The county is renowned for the stones of Stonehenge, Avebury stone circle the huge and Salisbury Cathedral. 




Britain’s ancient history comes to life around the fields, plateaus and plains of rural Wiltshire. It’s a place that teases and tantalises the imagination, littered with more ancient barrows, processional avenues and mysterious stone rings than anywhere else in Britain; the stunning prehistoric sites of Avenbury and Stonehenge understandably receive the most visitors, but there are plenty of lesser-known sites to explore too, including Woodhenge, Silbury Hill and the Iron Age fort at Old Sarum. Wiltshire is also home to the stately homes of Longleat and Stourhead and the delightful villages of Castle Combe and Lacock, as well as the magnificent cathedral city of Salisbury.




The county was formerly the Wiltonshire, alteration of Anglo-Saxon name Wiltunscir. Wilton is a town whose name comes from the River Wylye. 

Wiltshire has several archaeological remains dating from before the arrival of the Romans in 54 BC. AD The first human settlements in the region were founded during the Stone Age, including the megalithic monument of Stonehenge and Avebury stone circle. To the seventh century, the county is at the western frontier of the kingdom of Mercia.
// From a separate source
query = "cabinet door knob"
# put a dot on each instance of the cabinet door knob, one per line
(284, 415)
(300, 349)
The Danes occupy the 878 and after the Norman Conquest of England in 1066, the county fell to the English crown and the Roman Catholic Church.



At the time of the national census of 1086, Wiltshire was largely rural and agriculturally dependent. The Doomsday Book mentions 390 mills in operation and vineyards at Tollard and Lacock. Over the following centuries, the population of Wiltshire farming practice, especially sheep. In the thirteenth century Cistercian monasteries in the county already exporting wool to Flanders and Florence.
At the time of the English Civil War of the seventeenth century Wiltshire supports the British Parliament against King Charles I.